Of course you can use one of the already made libraries for the task: Bio.SeqIO.to_dict() or a loop using other methods from BioPython may be faster. However, this exercise is perfect in teaching how to think like a computer scientist.

First, the problem must be solved without using code: if you don’t know how to solve a problem, you can’t write a program that performs the solution.

In general, the FASTA file contains multiple entries, so we need a way to track the current entry name. We must distinguish the header from the sequence content.

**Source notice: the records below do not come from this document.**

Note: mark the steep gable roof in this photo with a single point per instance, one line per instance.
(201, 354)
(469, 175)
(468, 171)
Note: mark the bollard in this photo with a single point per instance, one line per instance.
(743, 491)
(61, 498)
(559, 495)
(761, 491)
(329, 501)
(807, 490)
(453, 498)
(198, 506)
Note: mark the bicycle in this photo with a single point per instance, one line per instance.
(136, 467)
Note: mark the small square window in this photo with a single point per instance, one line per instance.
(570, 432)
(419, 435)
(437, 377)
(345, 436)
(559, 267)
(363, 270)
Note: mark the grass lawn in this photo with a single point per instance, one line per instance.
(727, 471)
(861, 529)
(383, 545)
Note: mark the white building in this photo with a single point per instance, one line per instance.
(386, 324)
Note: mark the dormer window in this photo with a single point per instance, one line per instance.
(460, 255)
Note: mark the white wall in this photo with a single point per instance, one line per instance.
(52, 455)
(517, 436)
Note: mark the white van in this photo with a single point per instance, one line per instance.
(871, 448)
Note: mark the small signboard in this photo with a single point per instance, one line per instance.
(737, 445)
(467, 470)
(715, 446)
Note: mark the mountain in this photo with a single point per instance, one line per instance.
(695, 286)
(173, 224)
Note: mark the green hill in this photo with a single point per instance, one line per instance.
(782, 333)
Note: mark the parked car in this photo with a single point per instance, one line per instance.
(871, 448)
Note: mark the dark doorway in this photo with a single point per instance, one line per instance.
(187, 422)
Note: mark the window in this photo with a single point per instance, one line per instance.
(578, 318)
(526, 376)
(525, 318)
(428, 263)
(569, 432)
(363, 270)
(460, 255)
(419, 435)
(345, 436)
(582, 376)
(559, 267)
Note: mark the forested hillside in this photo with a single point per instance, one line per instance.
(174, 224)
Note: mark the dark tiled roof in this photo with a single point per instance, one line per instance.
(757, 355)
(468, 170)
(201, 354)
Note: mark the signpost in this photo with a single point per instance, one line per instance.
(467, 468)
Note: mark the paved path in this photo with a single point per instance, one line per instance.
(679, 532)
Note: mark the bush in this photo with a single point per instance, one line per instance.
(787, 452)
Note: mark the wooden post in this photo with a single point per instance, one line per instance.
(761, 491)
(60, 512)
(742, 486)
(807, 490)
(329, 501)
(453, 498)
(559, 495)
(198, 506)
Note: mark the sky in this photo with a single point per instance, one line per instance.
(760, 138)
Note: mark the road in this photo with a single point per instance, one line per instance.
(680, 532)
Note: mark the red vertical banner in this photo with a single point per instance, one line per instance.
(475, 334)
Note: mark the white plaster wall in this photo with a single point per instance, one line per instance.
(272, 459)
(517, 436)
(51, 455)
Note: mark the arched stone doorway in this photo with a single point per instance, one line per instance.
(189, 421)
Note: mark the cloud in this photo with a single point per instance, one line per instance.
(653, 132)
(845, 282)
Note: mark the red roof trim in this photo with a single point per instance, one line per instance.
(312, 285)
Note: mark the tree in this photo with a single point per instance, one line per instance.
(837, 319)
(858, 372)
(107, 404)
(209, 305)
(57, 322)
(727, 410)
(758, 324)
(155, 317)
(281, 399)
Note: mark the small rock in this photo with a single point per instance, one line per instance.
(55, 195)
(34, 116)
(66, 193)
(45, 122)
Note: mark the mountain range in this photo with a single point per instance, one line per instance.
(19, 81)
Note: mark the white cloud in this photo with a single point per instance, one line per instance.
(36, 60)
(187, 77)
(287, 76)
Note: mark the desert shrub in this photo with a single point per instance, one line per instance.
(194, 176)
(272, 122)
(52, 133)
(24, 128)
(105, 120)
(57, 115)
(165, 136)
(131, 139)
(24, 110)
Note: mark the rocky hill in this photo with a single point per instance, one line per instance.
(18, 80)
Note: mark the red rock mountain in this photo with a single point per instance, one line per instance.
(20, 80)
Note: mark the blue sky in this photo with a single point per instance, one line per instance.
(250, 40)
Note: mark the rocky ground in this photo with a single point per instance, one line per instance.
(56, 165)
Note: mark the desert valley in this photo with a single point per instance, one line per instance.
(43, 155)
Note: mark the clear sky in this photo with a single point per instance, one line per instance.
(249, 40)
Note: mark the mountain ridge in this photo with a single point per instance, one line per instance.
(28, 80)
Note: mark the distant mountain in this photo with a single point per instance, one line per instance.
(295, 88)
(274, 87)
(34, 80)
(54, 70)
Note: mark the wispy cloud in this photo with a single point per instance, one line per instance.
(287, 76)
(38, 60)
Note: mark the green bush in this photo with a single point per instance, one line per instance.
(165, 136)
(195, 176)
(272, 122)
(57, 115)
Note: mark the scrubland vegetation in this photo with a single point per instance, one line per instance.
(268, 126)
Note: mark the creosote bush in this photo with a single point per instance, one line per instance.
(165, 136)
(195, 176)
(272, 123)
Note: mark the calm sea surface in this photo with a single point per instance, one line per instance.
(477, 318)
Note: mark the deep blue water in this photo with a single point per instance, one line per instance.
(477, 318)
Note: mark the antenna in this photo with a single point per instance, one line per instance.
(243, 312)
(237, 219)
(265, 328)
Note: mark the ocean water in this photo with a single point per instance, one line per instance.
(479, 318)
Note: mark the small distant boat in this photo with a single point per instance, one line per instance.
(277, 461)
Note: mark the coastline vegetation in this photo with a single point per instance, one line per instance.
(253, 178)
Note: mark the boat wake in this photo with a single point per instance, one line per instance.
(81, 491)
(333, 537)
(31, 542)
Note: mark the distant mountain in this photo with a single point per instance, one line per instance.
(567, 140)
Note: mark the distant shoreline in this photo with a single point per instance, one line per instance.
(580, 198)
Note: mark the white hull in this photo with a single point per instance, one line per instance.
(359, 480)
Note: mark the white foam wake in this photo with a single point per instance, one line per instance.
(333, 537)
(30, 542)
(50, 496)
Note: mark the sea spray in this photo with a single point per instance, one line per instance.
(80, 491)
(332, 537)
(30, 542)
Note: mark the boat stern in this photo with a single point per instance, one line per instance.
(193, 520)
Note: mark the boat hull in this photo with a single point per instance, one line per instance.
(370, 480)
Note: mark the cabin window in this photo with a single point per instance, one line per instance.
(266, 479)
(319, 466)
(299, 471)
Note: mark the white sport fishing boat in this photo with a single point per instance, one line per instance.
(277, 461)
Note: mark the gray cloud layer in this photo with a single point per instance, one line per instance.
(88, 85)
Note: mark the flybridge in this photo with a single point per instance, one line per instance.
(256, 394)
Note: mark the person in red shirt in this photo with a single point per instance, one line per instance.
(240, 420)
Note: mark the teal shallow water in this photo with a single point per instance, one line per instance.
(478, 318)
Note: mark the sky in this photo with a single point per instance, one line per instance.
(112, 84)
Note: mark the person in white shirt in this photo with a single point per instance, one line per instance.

Building from the inside-out:

#distinguish header from sequence
if line[0]=='>': #or line.startswith('>')
    #it is the header
else:
    #it is sequence

In the first case, we need to store the new sequence name and create its entry in the dictionary:

#distinguish header from sequence
if line[0]=='>': #or line.startswith('>')
    #it is the header
    name = line[1:] #discarding the initial >
    seqs[name] = ''
else:
    #it is sequence

We wrap everything inside a for loop, i.e. we are reading one line at the time:

for line in f:
    #let's discard the newline (if any)
    line = line.rstrip()
    #distinguish header from sequence
    if line[0]=='>': #or line.startswith('>')
        #it is the header
        name = line[1:] #discarding the initial >
        seqs[name] = ''
    else:
        #it is sequence

Now we have different ways to manage the sequence:

  1. build a string and update the dictionary when a new header or the end of file is found
  2. update the dictionary entry belonging to the current name

In the first case:

name = None
s = ''
for line in f:
    #let's discard the newline at the end (if any)
    line = line.rstrip()
    #distinguish header from sequence
    if line[0]=='>': #or line.startswith('>')
        #it is the header
        #if this is not the first sequence (i.e. we already read one)
        if name:
            seqs[name]=s
        name = line[1:] #discarding the initial >
        seqs[name] = ''
        s = ''
    else:
        #it is sequence
        s = s + line
#we must keep in mind the last entry: it was not saved
#since we didn't find a new header
if name: #just checking against an empty file
   seqs[name]=s

In the second approach:

name = None
for line in f:
    #let's discard the newline at the end (if any)
    line = line.rstrip()
    #distinguish header from sequence
    if line[0]=='>': #or line.startswith('>')
        #it is the header
        name = line[1:] #discarding the initial >
        seqs[name] = ''
    else:
        #it is sequence
        seqs[name] = seqs[name] + line

F can be a file object from open() or a list of lines from readlines() (I discourage the second one).